I think the are two issues: a clearfix one, and using floats to achieve this complicated layout.
1 The Clearfix Issue
Your layout is built this way:
Body (Container)
|
|– Navbar (Fixed)
|
|– Home (Floated)
|
|– Services (Floated)
|
|– Image (Floated)
|
|– About Us (Floated)
|
|– Image (Floated)
|
`– Section 6 (Floated)
Navbar is fixed positioned, which means it will behave like an absolute positioned element, but relative to the viewport, not affecting the height of its parent container. So the navbar is only as tall as the viewport, which means there’s nothing to scroll to.
The rest of the sections are all floated, thus not adding to their parent container’s height. So basically the body doesn’t get informed of the height of the elements it contains, and this causes the scrollbar not to appear.
An immediate way to solve this is to add an element after/below Section 6 and set it to clear both; this will make the body stretch down to contain all of its children, but this is not an elegant solution because the structure of the layout is still incorrect. Which brings me to my second point:
2 The Layout Structure
One potential issue I see with the current layout is, that the way it works doesn’t represent how it’s built, and I think it’s because of a misunderstanding of floating elements:
Visually, it looks like there are two vertical sections, one fixed to the left containing the navigation, and one fixed to the right, containing a list of blocks or sections that the user can scroll about.
But in reality, there’s the navigation fixed to the left, and a lot of sections floating to the right, only in order to stay away from the navigation, not because there’s any content that needs to flow around them, which is the spirit of floating elements (think of the small picture in a magazine’s article with a column of text flowing around it, that picture is floated in order to allow the text to flow surrounding it). Moreover, each of the floated sections are specifically sized, even though they all stretch to the same width. More instructions create more places where things can break.
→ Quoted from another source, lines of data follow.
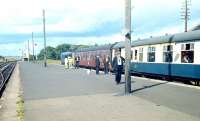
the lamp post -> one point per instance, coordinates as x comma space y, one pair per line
35, 44
33, 47
127, 46
45, 51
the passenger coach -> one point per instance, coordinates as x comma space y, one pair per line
175, 55
88, 55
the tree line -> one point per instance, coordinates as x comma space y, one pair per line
54, 53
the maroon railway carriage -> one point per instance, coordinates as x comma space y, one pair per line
88, 55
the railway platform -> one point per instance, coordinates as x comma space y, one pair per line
59, 94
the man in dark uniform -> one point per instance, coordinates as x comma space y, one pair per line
97, 64
77, 60
117, 65
106, 62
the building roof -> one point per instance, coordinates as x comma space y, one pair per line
93, 48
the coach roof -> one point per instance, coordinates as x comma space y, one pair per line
180, 37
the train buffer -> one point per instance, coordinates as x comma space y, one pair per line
59, 94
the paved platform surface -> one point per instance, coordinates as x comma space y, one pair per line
54, 93
8, 106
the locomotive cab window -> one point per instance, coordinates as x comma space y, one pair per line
168, 53
187, 53
151, 54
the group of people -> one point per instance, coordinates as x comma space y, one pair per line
70, 62
116, 66
106, 63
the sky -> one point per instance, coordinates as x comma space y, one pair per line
86, 21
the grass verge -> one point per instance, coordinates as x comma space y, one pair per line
20, 108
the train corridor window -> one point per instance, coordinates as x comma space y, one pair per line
168, 53
140, 54
135, 54
151, 54
187, 53
131, 54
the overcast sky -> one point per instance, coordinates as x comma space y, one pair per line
86, 21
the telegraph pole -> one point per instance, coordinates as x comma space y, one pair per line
33, 47
28, 52
127, 46
45, 51
185, 13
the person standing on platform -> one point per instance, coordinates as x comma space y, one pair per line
77, 59
97, 64
66, 63
106, 62
117, 65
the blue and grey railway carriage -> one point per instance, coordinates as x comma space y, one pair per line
176, 56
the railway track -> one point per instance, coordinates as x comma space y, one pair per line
5, 73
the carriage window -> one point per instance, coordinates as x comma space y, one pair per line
140, 54
168, 53
131, 54
135, 54
187, 53
151, 54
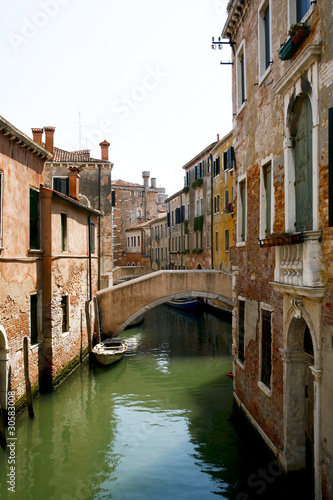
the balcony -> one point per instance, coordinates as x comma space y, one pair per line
298, 267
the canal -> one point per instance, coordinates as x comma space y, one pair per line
158, 425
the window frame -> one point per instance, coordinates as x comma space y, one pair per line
242, 211
264, 39
37, 222
264, 229
1, 207
262, 383
241, 93
64, 231
65, 302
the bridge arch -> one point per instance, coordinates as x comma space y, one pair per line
121, 304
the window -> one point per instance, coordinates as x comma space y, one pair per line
330, 166
240, 76
61, 184
266, 200
241, 222
1, 184
216, 204
33, 319
226, 197
226, 240
34, 230
92, 237
241, 330
302, 6
64, 247
266, 347
64, 313
216, 165
264, 38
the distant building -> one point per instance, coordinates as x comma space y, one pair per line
138, 245
282, 269
133, 204
48, 268
159, 242
197, 201
178, 233
222, 204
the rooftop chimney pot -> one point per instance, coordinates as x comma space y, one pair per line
37, 134
105, 150
49, 139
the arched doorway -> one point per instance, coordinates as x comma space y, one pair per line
301, 132
3, 368
300, 399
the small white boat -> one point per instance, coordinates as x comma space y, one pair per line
185, 304
110, 351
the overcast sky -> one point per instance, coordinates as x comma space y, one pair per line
139, 73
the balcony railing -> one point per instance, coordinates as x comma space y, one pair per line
301, 264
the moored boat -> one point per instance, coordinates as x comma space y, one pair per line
184, 304
110, 351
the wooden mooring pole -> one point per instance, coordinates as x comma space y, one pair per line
3, 440
27, 378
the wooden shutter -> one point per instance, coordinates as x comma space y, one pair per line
266, 347
241, 330
303, 165
34, 230
330, 166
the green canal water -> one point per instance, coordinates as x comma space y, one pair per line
158, 425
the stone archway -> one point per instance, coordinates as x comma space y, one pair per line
301, 395
4, 351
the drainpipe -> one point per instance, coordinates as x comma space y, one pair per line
211, 211
181, 232
99, 230
89, 259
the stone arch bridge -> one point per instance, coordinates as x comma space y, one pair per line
119, 305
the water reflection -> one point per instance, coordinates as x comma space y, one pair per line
156, 425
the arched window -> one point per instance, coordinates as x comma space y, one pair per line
301, 133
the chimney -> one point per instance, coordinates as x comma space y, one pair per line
74, 183
49, 137
145, 176
37, 134
105, 150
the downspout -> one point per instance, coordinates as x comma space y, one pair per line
211, 212
89, 259
181, 231
99, 230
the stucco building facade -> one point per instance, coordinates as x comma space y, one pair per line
282, 272
133, 204
44, 269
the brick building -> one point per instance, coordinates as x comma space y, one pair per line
283, 306
178, 236
44, 269
95, 189
133, 204
222, 203
198, 206
138, 245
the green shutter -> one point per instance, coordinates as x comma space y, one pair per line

A potentially simpler and more reliable way to define your layout would be the following:
Body (Container)
|
|– Left wrapper (fixed to left, 17% width)
| |
| `– Navbar
|
`– Right wrapper (fixed to right, 83% width, overflow scroll)
|
|– Home
|
|– Services
|
|– Image
|
|– About Us
|
|– Image
|
`– Section 6
Note that, within their respective wrapper, all the sections remain block elements that automatically stretch to the full width of its parent. Also, since I’m not using any floats, the parent container will always be aware of its children’s heights, making the scroll bar to show up.
Here are some links that you can find useful:
Floats and clears - Webflow CSS tutorial
Visual CSS flexbox builder
I hope this helps clarify the issue and let us know how it works!